На этот откровенный вопрос я получил откровенный же, острым шепотом произнесенный, односложный ответ: «локти».
Мне показалось, что я не вслушался или не понял.
– Локти, локти, – повторила княгиня и, видя мое недоразумение, как будто рассердилась. – Неужто вы не помните… как его этот… герой где-то… там засматривается на голые локти своей… очень простой какой-то дамы?
Теперь я, конечно, вспомнил известный эпизод из «Обломова» и не нашел ответить ни слова. Мне, собственно, тем удобнее было молчать, что я не имел ни нужды, ни охоты спорить с недоступною для переубеждений княгинею, которую я, по правде сказать, давно гораздо усерднее наблюдал, чем старался служить ей моими указаниями и советами. И какие указания я мог ей сделать после того, как она считала возмутительным неприличием «локти», а вся новейшая литература шагнула в этих откровениях несравненно далее?
Какую надо было иметь смелость, чтобы, зная все это, назвать хотя одно новейшее произведение, в которых покровы красоты приподняты гораздо решительнее!
Я чувствовал, что, при таком раскрытии обстоятельств, моя роль советчика должна быть кончена, – и решился не советовать, а противоречить.
– Княгиня, – сказал я, – мне кажется, что вы несправедливы: в ваших требованиях к художественной литературе есть преувеличение.
Я изложил ей все, что по моему мнению, относилось к делу.
Увлекаясь, я произнес не только целую критику над ложным пуризмом, но и привел известный анекдот о французской даме, которая не могла ни написать, ни выговорить слова «culotte», но зато, когда ей однажды неизбежно пришлось выговорить это слово при королеве, она запнулась и тем заставила всех расхохотаться. Но я никак не мог вспомнить; у кого из французских писателей мне пришлось читать об ужасном придворном скандале, которого совсем бы не произошло, если бы дама выговорила слово «culotte» так же просто, как выговаривала его своими августейшими губками сама королева.
Цель моя была показать, что излишняя щепетильность может служить во вред скромности и что поэтому чересчур строгий выбор чтения едва ли нужен.

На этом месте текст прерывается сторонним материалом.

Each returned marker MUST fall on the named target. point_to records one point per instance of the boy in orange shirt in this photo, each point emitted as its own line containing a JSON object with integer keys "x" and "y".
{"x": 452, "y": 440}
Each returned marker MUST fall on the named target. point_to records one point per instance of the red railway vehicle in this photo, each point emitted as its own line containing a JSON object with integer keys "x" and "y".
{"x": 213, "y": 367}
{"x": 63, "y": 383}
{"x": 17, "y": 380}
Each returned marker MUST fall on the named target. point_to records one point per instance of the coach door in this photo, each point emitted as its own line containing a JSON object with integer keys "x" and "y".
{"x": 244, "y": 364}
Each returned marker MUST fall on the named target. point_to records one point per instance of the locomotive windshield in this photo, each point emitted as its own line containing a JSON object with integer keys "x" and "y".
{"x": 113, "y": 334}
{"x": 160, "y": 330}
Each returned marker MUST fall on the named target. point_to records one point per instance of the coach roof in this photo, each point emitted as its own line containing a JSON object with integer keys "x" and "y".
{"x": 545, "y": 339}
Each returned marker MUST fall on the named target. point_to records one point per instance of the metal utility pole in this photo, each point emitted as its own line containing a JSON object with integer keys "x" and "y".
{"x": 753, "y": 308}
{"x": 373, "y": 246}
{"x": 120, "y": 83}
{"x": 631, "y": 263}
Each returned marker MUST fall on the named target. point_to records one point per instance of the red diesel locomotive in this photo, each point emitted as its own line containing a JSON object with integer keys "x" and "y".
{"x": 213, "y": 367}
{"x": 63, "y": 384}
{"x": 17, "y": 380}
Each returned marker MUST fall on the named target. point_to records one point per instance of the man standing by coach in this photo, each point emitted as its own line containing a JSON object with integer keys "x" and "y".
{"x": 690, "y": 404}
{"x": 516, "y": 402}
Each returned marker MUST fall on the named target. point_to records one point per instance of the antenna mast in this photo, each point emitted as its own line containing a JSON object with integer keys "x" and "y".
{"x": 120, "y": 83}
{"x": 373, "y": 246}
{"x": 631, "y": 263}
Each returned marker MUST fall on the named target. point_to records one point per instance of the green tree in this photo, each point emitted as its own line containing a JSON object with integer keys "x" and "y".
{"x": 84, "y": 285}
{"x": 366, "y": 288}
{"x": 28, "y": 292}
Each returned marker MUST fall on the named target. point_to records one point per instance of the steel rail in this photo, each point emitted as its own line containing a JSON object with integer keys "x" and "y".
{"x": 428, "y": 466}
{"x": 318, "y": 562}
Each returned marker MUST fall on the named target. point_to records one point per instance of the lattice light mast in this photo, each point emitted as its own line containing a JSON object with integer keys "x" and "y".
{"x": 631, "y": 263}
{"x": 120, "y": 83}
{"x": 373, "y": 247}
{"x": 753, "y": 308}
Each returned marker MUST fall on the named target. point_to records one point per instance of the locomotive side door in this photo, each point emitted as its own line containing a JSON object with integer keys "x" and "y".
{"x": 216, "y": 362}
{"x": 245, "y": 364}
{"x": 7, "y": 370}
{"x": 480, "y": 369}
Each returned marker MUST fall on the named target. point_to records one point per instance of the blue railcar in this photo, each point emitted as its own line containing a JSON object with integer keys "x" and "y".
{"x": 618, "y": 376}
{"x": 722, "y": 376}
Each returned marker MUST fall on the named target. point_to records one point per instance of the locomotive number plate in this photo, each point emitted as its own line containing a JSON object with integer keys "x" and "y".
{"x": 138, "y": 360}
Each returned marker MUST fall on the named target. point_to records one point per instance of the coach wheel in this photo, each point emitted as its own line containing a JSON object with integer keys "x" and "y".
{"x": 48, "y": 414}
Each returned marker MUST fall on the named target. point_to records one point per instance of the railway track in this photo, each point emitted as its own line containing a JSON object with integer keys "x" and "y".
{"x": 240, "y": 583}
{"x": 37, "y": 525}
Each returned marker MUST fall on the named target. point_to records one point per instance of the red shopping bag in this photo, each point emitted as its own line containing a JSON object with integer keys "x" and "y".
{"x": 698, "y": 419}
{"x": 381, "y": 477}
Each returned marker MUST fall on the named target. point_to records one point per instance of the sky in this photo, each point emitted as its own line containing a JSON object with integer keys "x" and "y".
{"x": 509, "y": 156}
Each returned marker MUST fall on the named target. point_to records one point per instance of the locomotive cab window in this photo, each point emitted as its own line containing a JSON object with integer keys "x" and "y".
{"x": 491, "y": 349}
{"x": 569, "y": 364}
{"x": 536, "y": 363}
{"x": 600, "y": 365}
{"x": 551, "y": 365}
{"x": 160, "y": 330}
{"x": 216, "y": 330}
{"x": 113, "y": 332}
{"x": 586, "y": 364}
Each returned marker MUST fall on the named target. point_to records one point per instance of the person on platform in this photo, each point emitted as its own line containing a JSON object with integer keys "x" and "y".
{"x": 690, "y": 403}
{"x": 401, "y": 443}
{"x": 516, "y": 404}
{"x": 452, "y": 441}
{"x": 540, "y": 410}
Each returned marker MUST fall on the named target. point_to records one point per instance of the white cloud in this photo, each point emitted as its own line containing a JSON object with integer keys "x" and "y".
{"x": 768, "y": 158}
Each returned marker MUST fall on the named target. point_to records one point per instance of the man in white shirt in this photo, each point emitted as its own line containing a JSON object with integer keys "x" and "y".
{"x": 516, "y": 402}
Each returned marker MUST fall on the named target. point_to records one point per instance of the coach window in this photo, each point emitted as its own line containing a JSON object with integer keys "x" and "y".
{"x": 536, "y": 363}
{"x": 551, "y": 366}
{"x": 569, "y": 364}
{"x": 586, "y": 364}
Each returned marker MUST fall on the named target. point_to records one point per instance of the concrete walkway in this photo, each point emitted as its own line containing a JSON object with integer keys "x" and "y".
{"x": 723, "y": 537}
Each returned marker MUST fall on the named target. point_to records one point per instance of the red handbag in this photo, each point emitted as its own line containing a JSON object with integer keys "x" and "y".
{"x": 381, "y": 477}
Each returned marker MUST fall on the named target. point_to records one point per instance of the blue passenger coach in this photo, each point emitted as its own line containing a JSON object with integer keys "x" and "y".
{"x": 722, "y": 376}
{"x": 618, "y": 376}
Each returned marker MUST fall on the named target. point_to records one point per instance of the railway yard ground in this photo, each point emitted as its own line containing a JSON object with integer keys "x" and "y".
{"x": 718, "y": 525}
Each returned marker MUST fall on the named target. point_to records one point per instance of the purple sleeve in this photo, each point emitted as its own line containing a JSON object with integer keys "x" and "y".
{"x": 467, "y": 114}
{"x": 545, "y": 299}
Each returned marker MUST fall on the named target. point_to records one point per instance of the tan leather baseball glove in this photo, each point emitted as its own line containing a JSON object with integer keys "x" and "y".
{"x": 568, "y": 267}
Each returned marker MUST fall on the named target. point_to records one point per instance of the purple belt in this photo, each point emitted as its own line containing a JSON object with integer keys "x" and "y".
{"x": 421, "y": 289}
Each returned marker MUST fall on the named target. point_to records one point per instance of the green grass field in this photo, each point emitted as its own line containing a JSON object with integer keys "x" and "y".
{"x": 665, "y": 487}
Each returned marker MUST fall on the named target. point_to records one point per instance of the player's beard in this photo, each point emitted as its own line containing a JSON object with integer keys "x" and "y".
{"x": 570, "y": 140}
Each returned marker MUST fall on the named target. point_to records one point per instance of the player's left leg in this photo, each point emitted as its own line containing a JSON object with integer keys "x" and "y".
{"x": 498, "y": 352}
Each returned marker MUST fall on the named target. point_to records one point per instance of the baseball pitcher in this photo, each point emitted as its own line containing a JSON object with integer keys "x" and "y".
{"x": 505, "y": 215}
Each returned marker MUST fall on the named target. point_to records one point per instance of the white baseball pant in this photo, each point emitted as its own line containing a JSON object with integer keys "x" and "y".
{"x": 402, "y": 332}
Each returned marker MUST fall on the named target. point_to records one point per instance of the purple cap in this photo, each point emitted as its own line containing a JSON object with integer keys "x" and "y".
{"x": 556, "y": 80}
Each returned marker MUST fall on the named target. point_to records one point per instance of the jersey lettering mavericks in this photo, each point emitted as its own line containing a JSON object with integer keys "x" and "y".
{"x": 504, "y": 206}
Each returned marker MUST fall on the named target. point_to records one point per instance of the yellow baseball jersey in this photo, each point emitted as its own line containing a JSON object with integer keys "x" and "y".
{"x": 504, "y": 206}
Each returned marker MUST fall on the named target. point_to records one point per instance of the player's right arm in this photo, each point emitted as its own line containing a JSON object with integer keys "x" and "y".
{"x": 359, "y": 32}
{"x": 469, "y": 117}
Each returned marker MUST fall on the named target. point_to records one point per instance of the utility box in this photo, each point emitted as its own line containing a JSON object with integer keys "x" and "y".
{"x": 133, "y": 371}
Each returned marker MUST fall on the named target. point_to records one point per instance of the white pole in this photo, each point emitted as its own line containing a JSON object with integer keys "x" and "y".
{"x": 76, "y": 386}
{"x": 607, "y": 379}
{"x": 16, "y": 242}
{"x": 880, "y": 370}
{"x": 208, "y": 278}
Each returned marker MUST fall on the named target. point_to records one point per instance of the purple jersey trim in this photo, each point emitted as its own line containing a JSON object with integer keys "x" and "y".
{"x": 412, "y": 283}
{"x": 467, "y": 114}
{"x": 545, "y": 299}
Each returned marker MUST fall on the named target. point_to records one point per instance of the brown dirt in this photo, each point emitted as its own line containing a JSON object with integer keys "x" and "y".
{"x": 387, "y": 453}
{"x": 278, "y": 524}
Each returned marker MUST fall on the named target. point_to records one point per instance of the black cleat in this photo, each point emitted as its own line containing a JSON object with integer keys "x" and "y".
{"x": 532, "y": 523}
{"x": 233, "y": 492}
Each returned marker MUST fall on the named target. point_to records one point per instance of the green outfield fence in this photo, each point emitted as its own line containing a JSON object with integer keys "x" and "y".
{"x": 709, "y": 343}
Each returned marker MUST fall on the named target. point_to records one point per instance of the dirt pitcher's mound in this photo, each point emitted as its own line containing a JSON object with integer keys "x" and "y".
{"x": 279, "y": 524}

Княгиня, к немалому моему изумлению, выслушала меня, не обнаруживая ни малейшего неудовольствия, и, не покидая своего места, подняла над головою свою руку и взяла один из голубых волюмов.
– У вас, – сказала она, – есть доводы, а у меня есть оракул.
– Я, – говорю, – интересуюсь его слышать.
– Это не замедлит: я призываю дух Genlis, и он будет отвечать вам. Откройте книгу и прочтите.
– Потрудитесь указать, где я должен читать? – спросил я, принимая волюмчик.
– Указать? Это не мое дело: дух сам вам укажет. Раскройте где попало.
Мне это становилось немножко смешно и даже как будто стыдно за мою собеседницу; однако я сделал так, как она хотела, и только что окинул глазом первый период раскрывшейся страницы, как почувствовал досадительное удивление.
– Вы смущены? – спросила княгиня.
– Да.
– Да; это бывало со многими. Я прощу вас читать.
«Чтение – занятие слишком серьезное и слишком важное по своим последствиям, чтобы при выборе его не руководить вкусами молодых людей. Есть чтение, которое нравится юности, но оно делает их беспечными и предполагает к ветрености, после чего трудно исправить характер. Все это я испытала на опыте». Вот что прочел я и остановился.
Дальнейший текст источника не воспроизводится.